Таня хотела позвать отца, попросить его немедленно осмотреть Илюшу, который, правда, уже не плакал, но спал беспокойно и был очень красным, но не хватало сил встать, разлепить веки, и только поэтому она и не увидела, как весь запорошенный снегом отец вытирает мокрое лицо носовым платком, и это лицо дрожит и счастливо морщится, потому что мать, только что выбежавшая в прихожую, обнимает его за плечи и шепчет о том, как заснуть не могла, сходила с ума, а он пил там, с цыганками…
* * *
Жизнь, просто жизнь, московская, зимняя, с запахом печного дыма и позвякиванием трамваев, с запахом свеженаколотых дров по утрам, с криками замерзших лотошников, с черными, слегка еще липкими после типографии газетными листами, которые неутомимые мальчишки, шмыгая красными, распухшими от холода носами, норовили как можно быстрее продать, чтобы спрятаться в тепло, как прячутся птицы, как прячутся звери, – здоровая московская жизнь, которая не знала и не догадывалась, какие ее впереди ждут сюрпризы, была весела, развлекалась, шумела, хотя в этом шуме ее было много и странного. В феврале, вскоре после того как мать Тани Лотосовой из угловой комнаты, в которой она жила вместе с Диной, перебралась в спальню, где прежде – один – спал отец, и комната эта, отцовская прежде, стала называться «маминой», и у отца по утрам были немножко сумасшедшими его припухшие от недосыпания и постоянной работы глаза, именно в феврале, когда поражения русской армии на фронте оказались особенно тяжелыми, и трупами русских солдат чернели чужие далекие земли, и некому было отпеть, схоронить (всё делалось быстро, небрежно, устало!), именно тогда шумное московское веселье, несмотря на сухой закон, нехватку продовольствия, дров, товаров для дам и господ, шоколада, ванили, достигло особенно смелого взлета.

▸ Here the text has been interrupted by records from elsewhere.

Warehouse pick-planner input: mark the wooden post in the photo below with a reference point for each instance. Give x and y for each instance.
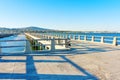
(28, 49)
(78, 37)
(59, 41)
(0, 48)
(85, 38)
(115, 41)
(74, 37)
(53, 44)
(92, 39)
(102, 39)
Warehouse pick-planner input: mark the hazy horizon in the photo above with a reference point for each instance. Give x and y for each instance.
(75, 15)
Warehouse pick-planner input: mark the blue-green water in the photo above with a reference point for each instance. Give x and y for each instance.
(97, 36)
(13, 43)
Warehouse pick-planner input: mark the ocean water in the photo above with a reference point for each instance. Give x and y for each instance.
(108, 37)
(13, 43)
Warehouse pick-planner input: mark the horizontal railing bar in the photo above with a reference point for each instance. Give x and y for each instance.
(10, 46)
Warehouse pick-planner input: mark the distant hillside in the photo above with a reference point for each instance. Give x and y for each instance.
(35, 28)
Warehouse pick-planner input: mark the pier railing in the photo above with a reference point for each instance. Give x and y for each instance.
(113, 40)
(36, 45)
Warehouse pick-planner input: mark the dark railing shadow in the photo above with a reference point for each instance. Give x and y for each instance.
(31, 72)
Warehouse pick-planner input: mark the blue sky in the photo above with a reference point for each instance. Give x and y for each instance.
(80, 15)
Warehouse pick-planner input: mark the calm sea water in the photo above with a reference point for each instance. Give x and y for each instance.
(13, 43)
(97, 36)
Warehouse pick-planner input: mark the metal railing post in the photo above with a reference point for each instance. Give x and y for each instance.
(53, 44)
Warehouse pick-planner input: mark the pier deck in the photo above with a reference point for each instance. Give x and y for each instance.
(83, 61)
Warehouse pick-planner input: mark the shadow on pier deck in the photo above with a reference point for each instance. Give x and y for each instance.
(39, 67)
(49, 66)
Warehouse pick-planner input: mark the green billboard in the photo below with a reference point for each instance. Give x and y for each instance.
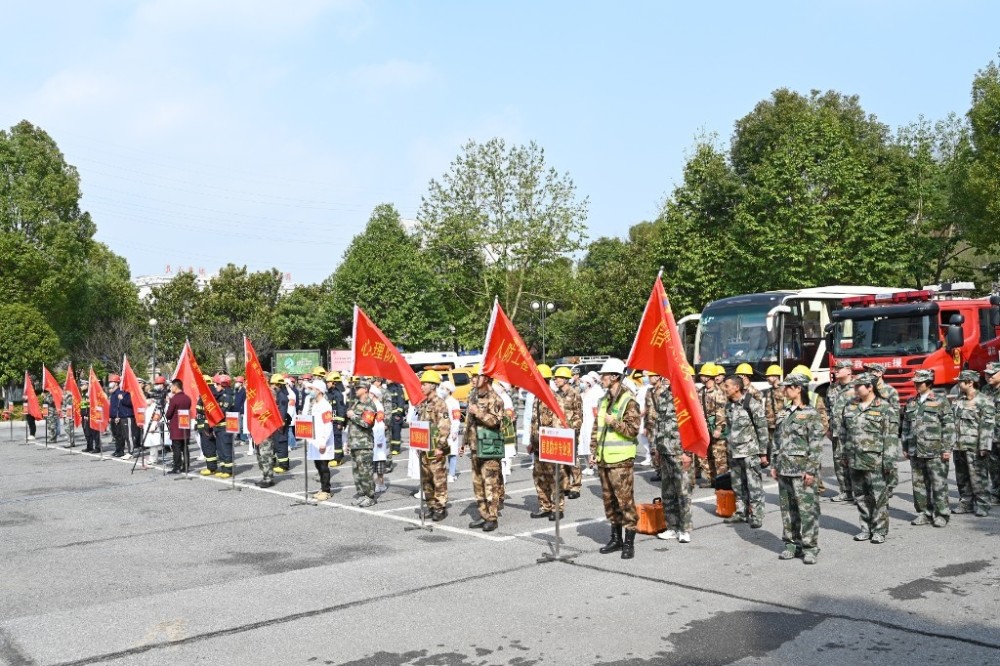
(296, 361)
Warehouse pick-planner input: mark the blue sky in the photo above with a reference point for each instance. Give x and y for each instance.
(264, 133)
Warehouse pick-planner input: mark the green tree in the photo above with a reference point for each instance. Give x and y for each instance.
(983, 180)
(26, 342)
(386, 272)
(820, 197)
(492, 222)
(298, 320)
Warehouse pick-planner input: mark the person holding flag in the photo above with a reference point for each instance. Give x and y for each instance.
(433, 462)
(485, 442)
(613, 448)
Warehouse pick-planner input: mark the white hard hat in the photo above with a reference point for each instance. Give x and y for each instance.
(613, 366)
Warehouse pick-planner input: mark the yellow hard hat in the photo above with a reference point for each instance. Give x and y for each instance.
(430, 377)
(802, 370)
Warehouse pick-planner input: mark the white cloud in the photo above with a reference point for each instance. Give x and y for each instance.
(392, 75)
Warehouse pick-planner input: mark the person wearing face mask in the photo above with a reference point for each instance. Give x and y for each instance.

Все знали, что именно в феврале ожидается сразу два очень важных для всего города и счастливых события: выход на экраны новой фильмы Якова Протазанова «Запрягу я тройку борзых, темно-карих лошадей» и соревнование по конькобежному спорту среди мужчин на катке на Девичьем поле, минутах в пяти от Плющихи.
В доме замечали, что Дина стремительно превращается из кудрявого и неловкого подростка с длинными руками и очень большой головой в особой красоты девушку, держащуюся всегда слишком прямо, так прямо, что ее позвоночник, безукоризненный набор тридцати четырех позвонков, соединенных между собой хрящами, суставами, связками, напоминал, как шутил отец, сложный музыкальный инструмент, которым она в совершенстве владеет.
– А ну-ка, согнись! – просил он, и Дина легко касалась головою пола. – А мостик умеешь?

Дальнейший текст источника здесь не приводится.